Nobel laureate’s party captures two-thirds majority – enough seats to choose the country’s next president.
by Al JazeeraYangon: Nobel laureate Aung San Suu Kyi’s opposition party won a majority in parliament on Friday in the Southeast Asian nation’s historic election.
With votes still being counted, the Union Election Commission said the National League for Democracy (NLD) party had crossed the 329 threshold of seats needed for an outright majority in both houses of the 664-member parliament.
The country’s first free election in 25 years took place on Sunday.
“The people of Myanmar have been dutiful and it is time for the NLD to try to fulfill the wishes of the people,” senior party official U Tin Oo told Al Jazera outside of its headquarters. “The NLD has to try hard to change.”
Phil Robertson from New York-based Human Rights Watch said it was time to move on from the country’s bloody past.
“Obviously the people of Burma have had their voices heard,” Robertson told Al Jazeera. “I think it’s important we know who has won this election, and now the very hard work of moving beyond the human rights abuses of the government comes into play.”

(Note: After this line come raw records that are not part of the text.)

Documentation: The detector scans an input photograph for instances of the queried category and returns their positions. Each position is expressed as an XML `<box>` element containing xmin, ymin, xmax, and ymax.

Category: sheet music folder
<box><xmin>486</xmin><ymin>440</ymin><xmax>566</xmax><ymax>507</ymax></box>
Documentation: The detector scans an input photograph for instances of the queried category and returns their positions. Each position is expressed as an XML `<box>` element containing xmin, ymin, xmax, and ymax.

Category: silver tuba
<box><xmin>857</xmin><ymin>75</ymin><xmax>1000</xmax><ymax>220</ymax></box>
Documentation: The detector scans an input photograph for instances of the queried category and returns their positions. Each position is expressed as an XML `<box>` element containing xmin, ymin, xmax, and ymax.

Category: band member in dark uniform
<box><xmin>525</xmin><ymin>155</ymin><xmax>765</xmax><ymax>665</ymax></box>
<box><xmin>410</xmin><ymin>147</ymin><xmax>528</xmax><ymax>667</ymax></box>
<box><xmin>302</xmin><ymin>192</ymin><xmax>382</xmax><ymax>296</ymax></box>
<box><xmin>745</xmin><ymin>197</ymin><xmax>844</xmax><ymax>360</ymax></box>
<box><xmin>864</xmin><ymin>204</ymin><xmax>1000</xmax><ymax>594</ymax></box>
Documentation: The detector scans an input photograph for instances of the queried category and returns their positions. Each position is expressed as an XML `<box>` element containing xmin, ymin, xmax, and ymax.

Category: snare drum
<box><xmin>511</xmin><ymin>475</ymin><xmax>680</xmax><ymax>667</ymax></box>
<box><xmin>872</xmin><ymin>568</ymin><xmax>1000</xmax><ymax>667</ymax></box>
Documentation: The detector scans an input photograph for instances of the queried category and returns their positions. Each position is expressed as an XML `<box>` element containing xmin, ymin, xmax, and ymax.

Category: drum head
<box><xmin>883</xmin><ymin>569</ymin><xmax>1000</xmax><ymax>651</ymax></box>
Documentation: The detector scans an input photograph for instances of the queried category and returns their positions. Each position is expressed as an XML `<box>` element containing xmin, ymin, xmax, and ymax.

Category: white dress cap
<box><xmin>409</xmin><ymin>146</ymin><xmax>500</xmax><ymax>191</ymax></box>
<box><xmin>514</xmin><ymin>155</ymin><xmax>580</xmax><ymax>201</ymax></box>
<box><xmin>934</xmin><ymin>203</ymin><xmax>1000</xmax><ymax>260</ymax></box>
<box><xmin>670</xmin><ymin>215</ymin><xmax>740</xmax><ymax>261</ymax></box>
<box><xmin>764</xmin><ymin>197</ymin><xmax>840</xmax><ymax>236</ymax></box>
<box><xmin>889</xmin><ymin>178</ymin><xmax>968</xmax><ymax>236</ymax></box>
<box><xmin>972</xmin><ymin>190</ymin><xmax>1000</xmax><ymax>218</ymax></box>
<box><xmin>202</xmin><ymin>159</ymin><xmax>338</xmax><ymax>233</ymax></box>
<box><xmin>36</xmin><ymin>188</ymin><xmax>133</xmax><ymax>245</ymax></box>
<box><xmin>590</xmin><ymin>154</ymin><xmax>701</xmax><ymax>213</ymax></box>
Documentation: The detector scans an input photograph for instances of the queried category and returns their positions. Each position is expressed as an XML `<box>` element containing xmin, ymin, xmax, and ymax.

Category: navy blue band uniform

NLD captured 21 lower house seats on Friday, the election commission said, taking its total to 348 seats with 82.9 percent of the vote now confirmed.
The ruling Union Solidarity and Development Party has won 140 seats so far.
The party holding a majority is able to select the next president, who can then name a cabinet and form a new government.
Friday’s majority announcement came exactly five years to the day when Suu Kyi was freed from house arrest. Al Jazeera’s correspondent Wayne Hay was there.
“I had to sneak into the country to cover the 2010 election,” recalled Hay. “On this exact day five years ago, we were here outside the home of the NLD’s leader Aung San Suu Kyi as she was released from her last period of house arrest.”
The Nobel Peace Prize laureate is barred from taking the presidency because she’s married to a foreigner under a constitution written by the then-ruling generals to preserve their power.
But Suu Kyi has said that may change once her party is in power.
On Thursday, the country’s powerful military rulers – who have dominated Myanmar’s politics for decades – congratulated Suu Kyi on her electoral win and pledged a peaceful transfer of power.
While election observers have said the vote was for the most part free and fair, some people from minority communities – in particular the Muslim Rohingya – were denied the right to vote and others were disqualified as candidates.
Myanmar’s government has denied the Rohingya citizenship. Hundreds died in clashes between Rohingya and Buddhists, the religious majority in the country, in 2012.
About 140,000 Rohingya live in squalid camps while thousands more have fled by boat, leading to a regional migration crisis.
While campaigning, Suu Kyi addressed allegations of “genocide” targeting the Muslim Rohingya saying “it is very important” not to “exaggerate the problems” in Myanmar.
“I promise everybody who is living in this country proper protection in accordance with the law, and in accordance with the norms of human rights,” she said.